According to the research team, this could enable smaller electrical components and improve data storage and computing power.
To create the transistor, the researchers developed a single cluster of geometrically ordered atoms with an inorganic core made of 14 atoms and positioned linkers that wired the core to two gold electrodes.
The researchers then used a scanning tunneling microscope technique to make junctions comprising a single cluster connected to the two gold electrodes, which enabled them to characterise its electrical response as they varied the applied bias voltage. The technique is said to allow them to fabricate and measure thousands of junctions with reproducible transport characteristics.

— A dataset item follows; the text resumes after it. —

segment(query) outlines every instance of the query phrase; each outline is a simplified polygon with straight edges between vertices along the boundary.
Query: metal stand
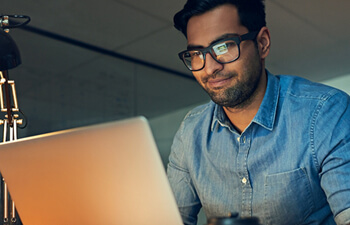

"We found that these clusters can perform very well as room-temperature nanoscale diodes whose electrical response we can tailor by changing their chemical composition," says Professor Latha Venkataraman.
"Theoretically, a single atom is the smallest limit, but single-atom devices cannot be fabricated and stabilised at room temperature. With these molecular clusters, we have complete control over their structure with atomic precision and can change the elemental composition and structure in a controllable manner to elicit a certain electrical response."
"Most of the other studies created single-molecule devices that functioned as single-electron transistors at 4K, but for any real-world application, these devices need to work at room temperature. And ours do," says postdoctoral researcher Giacomo Lovat.
The team evaluated the performance of the diode through the on/off ratio. At room temperature, they observed an on/off ratio of about 600 in single-cluster junctions, which they claim is higher than any other single-molecule devices measured to date.